The IMF’s Current View

Last Thursday, Blanchard issued a “blog” on Greece. Keep in mind this “blog” is not the view of a single person but a carefully vetted IMF perspective on what should be done in Greece. His key points follow:

  1. “…there may still be room for an agreement. It should be based on a set of policies close to those discussed before the referendum, amended to take into account that the government is now requesting a 3-year program, and a more explicit recognition of the need for more financing and more debt relief.
  2. …the Euro area faces a political choice: lower reforms and fiscal targets for Greece means a higher cost for the creditor countries.
  3. The Fund is committed to helping Greece through this period of economic turmoil. Given Greece’s failure to make a repayment due to the IMF on June 30, the Fund would be unable to provide any financing until the arrears are cleared. However, we have offered to provide technical assistance, where requested, and we remain fully engaged.”

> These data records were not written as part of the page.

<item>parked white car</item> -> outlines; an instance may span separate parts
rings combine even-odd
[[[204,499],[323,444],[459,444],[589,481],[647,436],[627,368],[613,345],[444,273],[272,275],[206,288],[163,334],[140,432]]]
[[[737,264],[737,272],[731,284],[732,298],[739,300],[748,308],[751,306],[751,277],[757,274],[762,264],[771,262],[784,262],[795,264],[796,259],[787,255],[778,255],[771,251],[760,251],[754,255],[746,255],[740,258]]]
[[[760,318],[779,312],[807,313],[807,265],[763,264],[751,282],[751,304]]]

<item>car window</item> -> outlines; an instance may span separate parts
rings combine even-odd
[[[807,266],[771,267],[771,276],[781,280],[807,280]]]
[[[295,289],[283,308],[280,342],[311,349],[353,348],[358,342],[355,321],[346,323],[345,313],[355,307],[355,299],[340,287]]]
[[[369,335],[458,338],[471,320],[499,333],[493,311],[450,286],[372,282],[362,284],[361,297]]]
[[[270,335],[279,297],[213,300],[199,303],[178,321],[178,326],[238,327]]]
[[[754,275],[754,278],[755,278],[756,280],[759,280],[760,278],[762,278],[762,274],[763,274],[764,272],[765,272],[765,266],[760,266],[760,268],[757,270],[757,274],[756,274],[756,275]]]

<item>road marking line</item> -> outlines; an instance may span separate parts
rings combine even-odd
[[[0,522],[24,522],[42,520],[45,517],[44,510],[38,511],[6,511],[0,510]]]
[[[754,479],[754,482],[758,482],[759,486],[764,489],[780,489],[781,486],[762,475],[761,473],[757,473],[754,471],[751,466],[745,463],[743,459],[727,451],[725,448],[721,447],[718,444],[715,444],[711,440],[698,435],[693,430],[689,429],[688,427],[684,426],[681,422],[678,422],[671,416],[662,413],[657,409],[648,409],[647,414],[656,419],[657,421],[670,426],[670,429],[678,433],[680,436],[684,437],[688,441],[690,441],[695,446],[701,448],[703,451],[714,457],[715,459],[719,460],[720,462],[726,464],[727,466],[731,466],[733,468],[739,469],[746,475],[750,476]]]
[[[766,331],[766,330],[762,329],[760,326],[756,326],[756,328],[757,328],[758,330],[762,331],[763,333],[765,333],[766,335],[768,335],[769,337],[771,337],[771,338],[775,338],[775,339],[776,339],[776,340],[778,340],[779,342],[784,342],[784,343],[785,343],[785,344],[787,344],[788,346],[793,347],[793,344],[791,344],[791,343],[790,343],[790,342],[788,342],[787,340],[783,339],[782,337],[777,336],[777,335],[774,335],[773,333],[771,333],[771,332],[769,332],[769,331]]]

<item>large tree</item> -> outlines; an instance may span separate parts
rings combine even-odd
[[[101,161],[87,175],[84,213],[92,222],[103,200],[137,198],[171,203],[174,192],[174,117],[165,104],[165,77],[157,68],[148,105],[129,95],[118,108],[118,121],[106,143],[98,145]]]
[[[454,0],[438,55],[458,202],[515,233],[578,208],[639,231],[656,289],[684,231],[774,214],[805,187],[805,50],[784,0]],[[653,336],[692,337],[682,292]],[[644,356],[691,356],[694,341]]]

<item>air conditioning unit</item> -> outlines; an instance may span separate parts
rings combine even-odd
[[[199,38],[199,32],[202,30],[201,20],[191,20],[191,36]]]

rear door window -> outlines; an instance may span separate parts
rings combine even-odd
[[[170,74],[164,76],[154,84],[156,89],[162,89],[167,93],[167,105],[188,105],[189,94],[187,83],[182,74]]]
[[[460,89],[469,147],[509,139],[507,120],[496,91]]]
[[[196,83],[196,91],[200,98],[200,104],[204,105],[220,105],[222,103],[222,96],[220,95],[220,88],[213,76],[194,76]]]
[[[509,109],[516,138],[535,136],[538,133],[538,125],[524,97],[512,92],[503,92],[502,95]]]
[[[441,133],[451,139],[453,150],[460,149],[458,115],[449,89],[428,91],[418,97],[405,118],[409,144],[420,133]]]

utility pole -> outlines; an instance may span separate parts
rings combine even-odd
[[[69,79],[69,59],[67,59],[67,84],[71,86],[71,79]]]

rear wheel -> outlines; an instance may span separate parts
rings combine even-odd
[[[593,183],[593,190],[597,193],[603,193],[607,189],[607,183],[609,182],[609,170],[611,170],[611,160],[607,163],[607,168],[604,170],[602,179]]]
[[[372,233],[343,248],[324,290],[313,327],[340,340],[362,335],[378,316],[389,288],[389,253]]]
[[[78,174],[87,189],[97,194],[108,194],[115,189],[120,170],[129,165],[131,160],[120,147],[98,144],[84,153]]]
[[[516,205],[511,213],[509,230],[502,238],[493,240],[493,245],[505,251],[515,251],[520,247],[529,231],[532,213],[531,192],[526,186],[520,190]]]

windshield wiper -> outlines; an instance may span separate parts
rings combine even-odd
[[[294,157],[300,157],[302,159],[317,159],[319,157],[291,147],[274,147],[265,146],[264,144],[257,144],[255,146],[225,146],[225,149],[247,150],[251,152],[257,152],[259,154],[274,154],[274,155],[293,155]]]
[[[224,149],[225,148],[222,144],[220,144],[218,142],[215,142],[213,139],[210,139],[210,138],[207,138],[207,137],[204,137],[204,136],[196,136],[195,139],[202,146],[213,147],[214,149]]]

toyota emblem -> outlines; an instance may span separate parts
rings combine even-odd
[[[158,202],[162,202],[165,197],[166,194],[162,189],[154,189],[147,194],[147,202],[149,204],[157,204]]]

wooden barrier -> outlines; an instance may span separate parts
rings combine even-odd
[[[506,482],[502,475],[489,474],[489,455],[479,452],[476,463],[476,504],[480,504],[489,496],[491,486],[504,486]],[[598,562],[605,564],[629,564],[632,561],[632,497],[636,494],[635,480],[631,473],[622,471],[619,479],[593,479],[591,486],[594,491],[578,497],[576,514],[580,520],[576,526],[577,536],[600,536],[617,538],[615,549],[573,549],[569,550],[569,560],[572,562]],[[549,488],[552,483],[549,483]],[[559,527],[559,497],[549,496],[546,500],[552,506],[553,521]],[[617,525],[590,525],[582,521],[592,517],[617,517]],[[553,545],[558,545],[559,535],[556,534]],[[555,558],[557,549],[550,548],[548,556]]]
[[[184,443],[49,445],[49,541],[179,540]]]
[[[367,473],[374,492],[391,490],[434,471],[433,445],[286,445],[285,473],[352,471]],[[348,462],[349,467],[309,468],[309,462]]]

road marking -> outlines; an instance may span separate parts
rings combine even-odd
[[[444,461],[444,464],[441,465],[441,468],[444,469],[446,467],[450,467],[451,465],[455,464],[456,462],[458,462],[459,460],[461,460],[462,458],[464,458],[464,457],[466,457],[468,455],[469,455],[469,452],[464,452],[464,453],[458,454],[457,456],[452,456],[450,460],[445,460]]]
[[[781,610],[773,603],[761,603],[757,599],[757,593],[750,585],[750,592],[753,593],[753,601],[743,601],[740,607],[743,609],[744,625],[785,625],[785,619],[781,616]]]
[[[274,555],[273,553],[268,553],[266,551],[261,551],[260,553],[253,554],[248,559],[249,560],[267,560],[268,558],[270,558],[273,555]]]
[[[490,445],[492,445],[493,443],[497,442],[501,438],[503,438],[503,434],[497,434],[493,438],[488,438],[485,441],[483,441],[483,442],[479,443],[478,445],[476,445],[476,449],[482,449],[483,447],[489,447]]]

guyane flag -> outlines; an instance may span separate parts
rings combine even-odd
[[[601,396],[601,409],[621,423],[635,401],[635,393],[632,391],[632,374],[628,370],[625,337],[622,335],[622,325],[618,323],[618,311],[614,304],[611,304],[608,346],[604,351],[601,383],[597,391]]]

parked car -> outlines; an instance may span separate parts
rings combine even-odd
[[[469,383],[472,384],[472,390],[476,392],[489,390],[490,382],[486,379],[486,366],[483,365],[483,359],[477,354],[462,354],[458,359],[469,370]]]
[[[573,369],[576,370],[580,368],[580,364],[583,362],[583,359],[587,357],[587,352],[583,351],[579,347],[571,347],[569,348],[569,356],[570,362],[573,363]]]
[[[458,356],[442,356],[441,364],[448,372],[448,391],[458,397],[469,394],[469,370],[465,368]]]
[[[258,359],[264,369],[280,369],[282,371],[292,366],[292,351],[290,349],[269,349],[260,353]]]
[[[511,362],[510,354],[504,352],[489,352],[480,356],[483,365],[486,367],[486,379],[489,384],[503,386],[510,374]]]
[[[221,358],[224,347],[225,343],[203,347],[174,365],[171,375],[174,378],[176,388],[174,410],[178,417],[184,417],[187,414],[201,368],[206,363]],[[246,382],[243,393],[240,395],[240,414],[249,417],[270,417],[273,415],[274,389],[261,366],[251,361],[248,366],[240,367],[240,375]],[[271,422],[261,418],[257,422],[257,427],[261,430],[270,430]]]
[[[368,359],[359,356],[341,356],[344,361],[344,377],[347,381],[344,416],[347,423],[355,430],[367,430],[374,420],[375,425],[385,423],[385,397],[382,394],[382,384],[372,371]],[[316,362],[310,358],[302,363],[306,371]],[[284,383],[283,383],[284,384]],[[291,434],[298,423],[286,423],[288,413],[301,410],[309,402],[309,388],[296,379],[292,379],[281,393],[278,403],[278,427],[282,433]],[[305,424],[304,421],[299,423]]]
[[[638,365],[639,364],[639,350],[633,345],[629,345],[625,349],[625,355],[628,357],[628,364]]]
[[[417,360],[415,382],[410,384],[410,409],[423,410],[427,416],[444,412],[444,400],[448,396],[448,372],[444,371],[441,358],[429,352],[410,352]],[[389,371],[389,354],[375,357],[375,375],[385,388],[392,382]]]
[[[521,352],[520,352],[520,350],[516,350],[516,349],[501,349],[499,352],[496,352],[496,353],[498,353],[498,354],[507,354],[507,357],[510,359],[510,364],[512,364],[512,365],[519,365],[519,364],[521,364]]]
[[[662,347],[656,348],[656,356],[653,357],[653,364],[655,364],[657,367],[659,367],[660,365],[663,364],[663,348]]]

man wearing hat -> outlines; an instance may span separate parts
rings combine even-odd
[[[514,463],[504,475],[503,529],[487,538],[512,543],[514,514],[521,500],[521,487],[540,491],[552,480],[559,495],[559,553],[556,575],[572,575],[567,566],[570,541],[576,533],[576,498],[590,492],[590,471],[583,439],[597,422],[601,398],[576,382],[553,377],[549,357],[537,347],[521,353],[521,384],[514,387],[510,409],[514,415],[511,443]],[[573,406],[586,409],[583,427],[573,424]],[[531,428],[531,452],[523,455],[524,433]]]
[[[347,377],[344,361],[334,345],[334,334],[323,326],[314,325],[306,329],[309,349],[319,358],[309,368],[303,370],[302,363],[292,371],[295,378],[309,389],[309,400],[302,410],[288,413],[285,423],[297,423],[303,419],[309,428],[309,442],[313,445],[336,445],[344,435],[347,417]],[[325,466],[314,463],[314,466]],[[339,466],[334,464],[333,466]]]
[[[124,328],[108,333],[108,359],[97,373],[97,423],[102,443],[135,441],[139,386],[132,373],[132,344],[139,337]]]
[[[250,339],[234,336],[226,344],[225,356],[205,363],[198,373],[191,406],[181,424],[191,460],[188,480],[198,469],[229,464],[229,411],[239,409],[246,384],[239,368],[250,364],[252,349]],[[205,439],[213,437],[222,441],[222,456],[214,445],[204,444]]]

Let us now briefly review the Fund’s actions and statements. The Fund developed and implemented the first Greek austerity program. It conceded it was a mistake: too much austerity. From then on, it pushed Europe for more debt relief. Between now and 2019 Greece is supposed to repay $22.3 billion in principal and $2.2 billion in interest. One might ask whether a little IMF debt relief should be forthcoming inasmuch as it has conceded its policy mistakes. I can hear the “why-nots” now: “it would set a bad precedent.”

The New Agreement

I start by again quoting Stiglitz: “…what is even more surprising is that Europe’s leaders have not even learned. The troika is still demanding that Greece achieve a primary budget surplus (excluding interest payments) of 3.5% of GDP by 2018.

According to this latest agreement, this government surplus balance target would be achieved through spending cuts, tax hikes and pension reforms. This is austerity writ large. Government spending cuts mean less income spent by the government while tax hikes and pension reform mean lower incomes for the citizenry.

So what will Greece have to do to run a government surplus of 3.5% in 2018? FocusEconomics projects the government will run a deficit of 3% this year. To get to a 3.5% surplus on 2018, we are talking about a 6.5% reduction in the government’s demand as a percent of the Greek GDP. Using the Fund’s revised research data, this would mean unemployment increasing to over 30%.

Conclusion

An unemployment rate of 30%? No Greek government could survive. Everyone is angry at one another and sleepwalking. The Greek government should develop plans to leave the Euro zone. Until it is out for a couple of years thereafter, the economic waters of Europe will be quite choppy.